Tuesday, January 25, 2011
The Red Shoes
The Red Shoes opens with a mob of university students forcing their way in through the locked doors of the Covent Garden theater to get their seats at a production of "Hearts of Fire" put on by the famed Ballet Lermontov troupe. They storm up the stairs to the balcony and wait out the hour until the show starts with squeals of excitement and eager anticipation. Somehow, I doubt that any group of students--at any time in history--would get that worked up about a ballet performance, but this is a Powell and Pressburger's production, and it's their duty to glorify the spectacle, to render it at once sacred and accessible.
The Red Shoes is really two spectacles; first, it's a movie, with characters who triumph, argue, fall in love, and perform. There's something of a love triangle going on between rising star Vicki Page (Moira Shearer), composer Julian Craster (Marius Goring), and director Boris Lermontov (Anton Walbrook). And then there's the famous ballet within the movie--not the first one that the students are wetting their pants over, but the ballet called "The Red Shoes", which lasts for about 20 minutes and, even if it only comes in about halfway through, is the films' real climax. But unlike the movie, which is presented to the audience as a work that's finished and whole, the spectacle that makes up the ballet is dissected even further. First Lermontov has to conceive the piece, and then attention has to be put into set design and choreography. Julian must compose the score and conduct the orchestra, and dancers must sweat, and bitch, and moan as dancers do. And then, when we have invested enough of ourselves into the enterprise and understood the enormous effort that goes into realizing such a creation, we are ready to see what happens when all of this comes together.
What happens is something quite splendid. Vicki spins her way though extravagant set after extravagant set with fiery grace, and eventually--as the Hans Christian Anderson fairy tale of "The Red Shoes" goes--dances herself to death. I'm not usually drawn to classical ballet, but I found much to admire in the intense physicality of the performance here. I also see why Powell and Pressbuger were so drawn, and why they wanted to detail ballet so thoroughly. Like cinema, it's a compound art form that places attention on movement, aesthetics, and music. Also like cinema, it was misunderstood for much of the early 20th century (Dhiagilev, the model for Lermontov, brought ballet back with the Ballets Russes in the 1910s). As one character says in the film "some of us think of ballet as a rather second rate art form." But most importantly, it's the perfect canvas for the tale of passion and obsession that P & P are so intrigued by. If dance replaces the religion and spirituality of Black Narcissus as the battleground where the rational and the irrational clash, it's because dance--for those who practice it--is a religion.

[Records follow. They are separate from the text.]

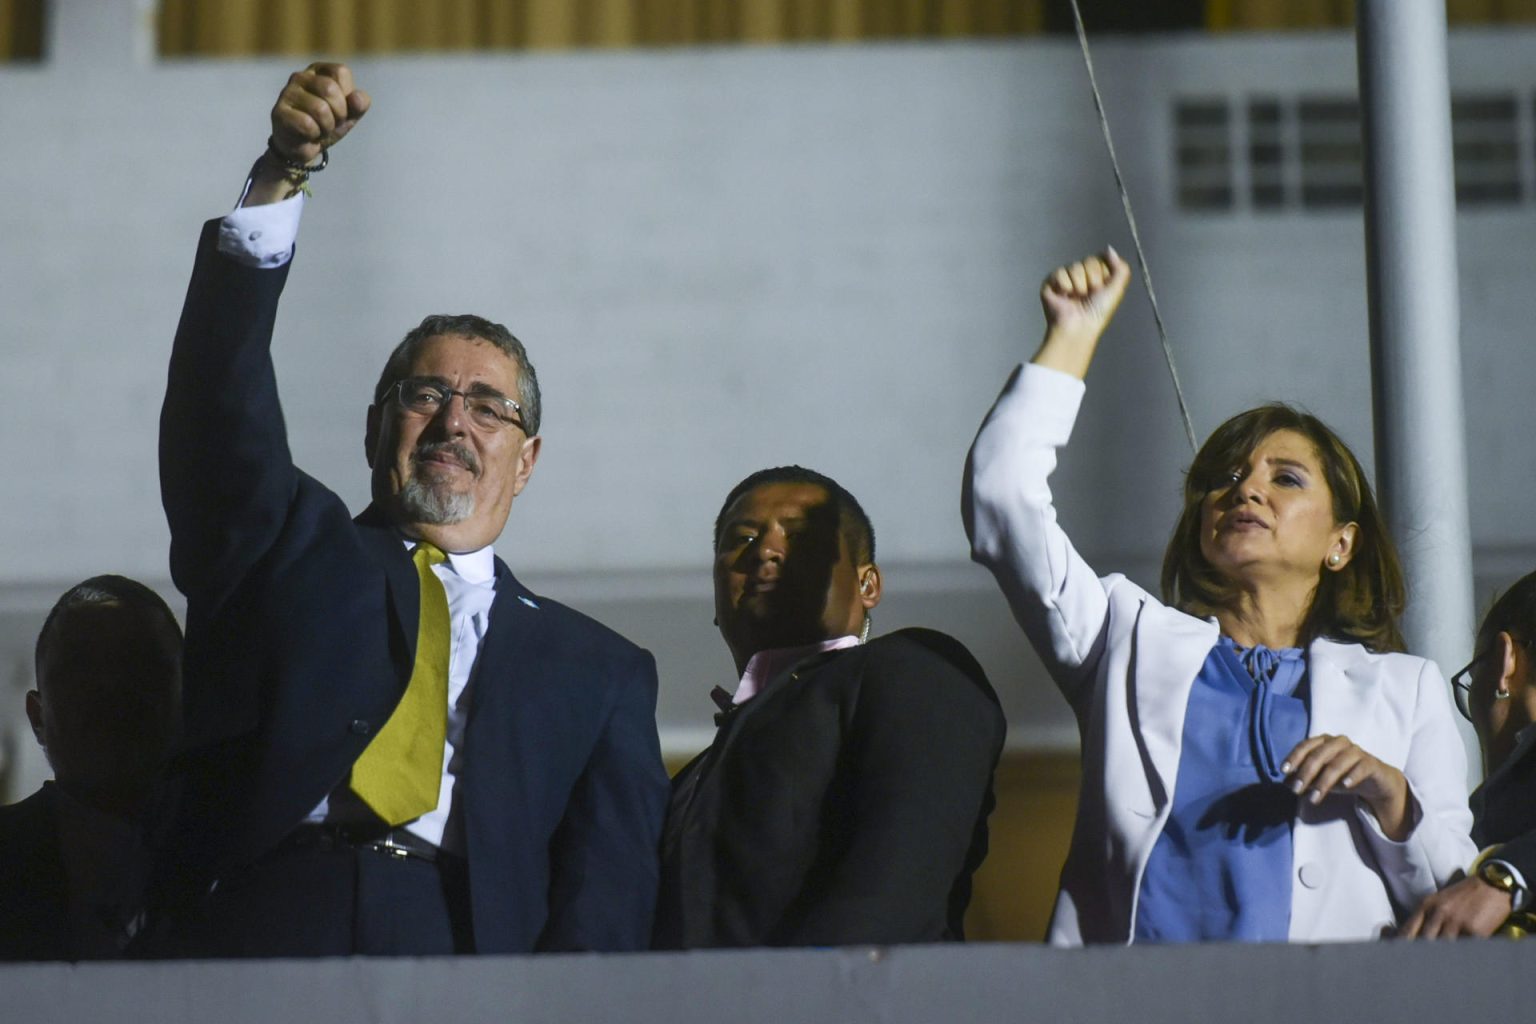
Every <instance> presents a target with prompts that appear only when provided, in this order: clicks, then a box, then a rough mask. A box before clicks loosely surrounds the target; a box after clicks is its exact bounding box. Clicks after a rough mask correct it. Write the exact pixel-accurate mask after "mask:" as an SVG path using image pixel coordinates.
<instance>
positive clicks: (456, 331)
mask: <svg viewBox="0 0 1536 1024" xmlns="http://www.w3.org/2000/svg"><path fill="white" fill-rule="evenodd" d="M438 335H449V336H450V338H473V339H476V341H484V342H488V344H492V345H496V347H498V348H499V350H501V352H504V353H505V355H507V356H510V358H511V359H516V362H518V405H521V407H522V427H524V433H527V434H528V436H530V438H531V436H535V434H536V433H539V418H541V411H542V410H541V402H539V375H538V373H536V372H535V368H533V364H531V362H528V352H527V350H525V348H524V347H522V342H521V341H518V339H516V336H513V333H511V332H510V330H507V329H505V327H502V325H501V324H493V322H492V321H488V319H485V318H484V316H475V315H473V313H433V315H432V316H429V318H425V319H424V321H421V324H418V325H416V327H412V329H410V332H409V333H407V335H406V336H404V338H402V339H401V342H399V344H398V345H395V352H392V353H390V356H389V361H387V362H386V364H384V373H381V375H379V382H378V387H375V388H373V404H375V405H379V404H381V402H382V401H384V398H386V396H387V395H389V390H390V388H392V387H395V384H396V382H399V381H401V379H404V376H406V373H407V370H409V368H410V364H412V361H413V359H415V358H416V350H418V348H421V345H422V344H424V342H425V341H427V339H429V338H435V336H438Z"/></svg>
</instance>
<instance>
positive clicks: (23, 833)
mask: <svg viewBox="0 0 1536 1024" xmlns="http://www.w3.org/2000/svg"><path fill="white" fill-rule="evenodd" d="M55 797H57V794H55V789H54V783H43V788H41V789H38V791H37V792H34V794H32V795H31V797H28V798H26V800H23V801H20V803H12V804H9V806H6V808H0V960H72V958H74V940H72V938H71V933H69V894H68V889H66V881H65V861H63V857H61V854H60V849H58V818H57V812H55V809H54V800H55Z"/></svg>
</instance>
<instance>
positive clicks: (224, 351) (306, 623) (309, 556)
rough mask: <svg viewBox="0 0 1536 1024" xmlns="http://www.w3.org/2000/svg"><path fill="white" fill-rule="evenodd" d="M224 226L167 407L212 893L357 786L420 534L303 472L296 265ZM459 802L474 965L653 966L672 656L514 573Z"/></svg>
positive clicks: (180, 811) (166, 414) (197, 843)
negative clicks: (286, 293)
mask: <svg viewBox="0 0 1536 1024" xmlns="http://www.w3.org/2000/svg"><path fill="white" fill-rule="evenodd" d="M217 235H218V221H210V223H209V224H206V226H204V230H203V238H201V243H200V247H198V258H197V266H195V269H194V273H192V284H190V287H189V290H187V299H186V306H184V309H183V313H181V324H180V327H178V330H177V339H175V348H174V352H172V358H170V373H169V384H167V390H166V401H164V407H163V411H161V424H160V427H161V430H160V470H161V497H163V502H164V508H166V517H167V519H169V524H170V539H172V540H170V571H172V577H174V579H175V583H177V586H178V588H180V590H181V591H183V593H184V594H186V597H187V623H186V625H187V628H186V656H184V659H186V660H184V695H183V700H184V708H186V711H184V715H186V722H184V728H186V738H184V745H183V746H184V755H183V758H181V766H183V769H184V771H183V774H181V783H183V786H181V803H180V814H178V820H177V827H175V829H174V834H172V847H170V849H172V855H170V864H172V867H174V875H175V877H177V878H178V881H180V883H181V884H183V886H190V887H194V889H195V887H197V886H206V883H207V881H210V880H212V878H217V877H218V875H220V874H221V872H226V870H229V869H230V867H235V866H240V864H243V863H250V861H252V860H255V858H257V857H260V855H261V854H263V852H266V851H269V849H270V847H272V846H273V844H276V843H278V841H280V840H281V838H283V837H284V835H286V834H287V832H290V831H292V829H293V827H295V826H296V824H298V823H300V821H301V820H303V817H304V815H306V814H307V812H309V811H310V809H312V808H313V806H315V804H318V803H319V800H321V798H324V797H326V795H327V794H329V792H332V789H335V788H336V786H338V785H339V783H343V781H344V780H346V777H347V774H349V771H350V768H352V763H353V761H355V760H356V757H358V755H359V754H361V752H362V749H364V748H366V746H367V743H369V740H370V737H372V735H373V734H375V732H376V731H378V728H379V726H381V725H382V723H384V722H386V720H387V718H389V715H390V712H392V711H393V708H395V705H396V703H398V700H399V697H401V694H402V692H404V688H406V683H407V680H409V677H410V669H412V659H413V654H415V652H413V648H415V642H416V617H418V582H416V573H415V567H413V565H412V562H410V557H409V554H407V551H406V547H404V545H402V543H401V536H399V534H398V533H396V531H395V530H393V528H392V527H390V524H389V522H386V520H384V517H382V516H379V514H378V513H376V511H375V510H372V508H370V510H367V511H364V513H362V514H361V516H358V517H356V519H353V517H352V516H350V513H349V511H347V508H346V507H344V505H343V502H341V499H339V497H338V496H336V494H333V493H332V491H330V490H327V488H326V487H324V485H321V484H319V482H318V481H315V479H313V477H310V476H307V474H304V473H301V471H300V470H298V468H295V465H293V461H292V456H290V453H289V447H287V436H286V430H284V424H283V413H281V407H280V404H278V391H276V379H275V375H273V368H272V358H270V338H272V324H273V318H275V315H276V307H278V296H280V295H281V290H283V284H284V281H286V278H287V267H281V269H252V267H244V266H241V264H238V263H235V261H232V259H229V258H226V256H223V255H221V253H220V252H218V249H217ZM470 692H472V706H470V711H468V722H467V731H465V738H464V745H462V751H464V763H462V771H461V774H459V777H458V788H456V792H455V808H456V814H458V812H461V814H462V820H464V831H465V843H467V857H468V872H470V894H472V904H473V906H472V923H473V933H475V949H476V950H478V952H482V953H511V952H527V950H535V949H599V950H614V949H641V947H644V946H645V943H647V938H648V933H650V924H651V912H653V906H654V892H656V872H657V864H656V846H657V835H659V829H660V818H662V812H664V806H665V798H667V775H665V771H664V768H662V761H660V751H659V746H657V738H656V720H654V714H656V666H654V662H653V660H651V656H650V654H648V652H645V651H642V649H641V648H637V646H634V645H631V643H630V642H627V640H624V639H622V637H619V636H617V634H614V633H611V631H610V629H607V628H604V626H602V625H599V623H596V622H593V620H591V619H587V617H584V616H581V614H579V613H576V611H571V609H568V608H565V606H562V605H558V603H556V602H551V600H547V599H542V597H536V596H535V594H531V593H530V591H528V590H527V588H524V586H522V585H521V583H519V582H518V580H516V577H515V576H513V574H511V571H510V570H508V568H507V567H505V563H502V562H501V560H499V559H498V560H496V597H495V603H493V606H492V613H490V631H488V633H487V636H485V639H484V645H482V648H481V651H479V657H478V659H476V665H475V672H473V676H472V680H470Z"/></svg>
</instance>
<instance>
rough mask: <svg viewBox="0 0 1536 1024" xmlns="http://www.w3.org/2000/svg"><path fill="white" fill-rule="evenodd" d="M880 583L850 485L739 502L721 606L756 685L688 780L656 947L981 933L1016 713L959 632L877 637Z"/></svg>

Unsurprisingly given the similarities in the theme and plot of these two movies, The Red Shoes falls prey to the same mistakes that plagued Black Narcissus. The majority of the film is so mild-mannered-- reserved, yet sparkling with wit and subdued eroticism--that the intensity of the actual climax is overwrought and not entirely convincing. But the film is a delight to watch, and with books about Dhiagilev making an entrance into the literary world and with Black Swan tearing up screens across America, it's as relevant as ever. There may not have been any riot to get into the showing I attended (just a few grumbles from the docile and scholarly crowd when the ticket seller didn't show up in time) but The Red Shoes is definitely something to get excited about.
P.S. Like The Leopard, this is one of Martin Scorsese's favorite movies of all time.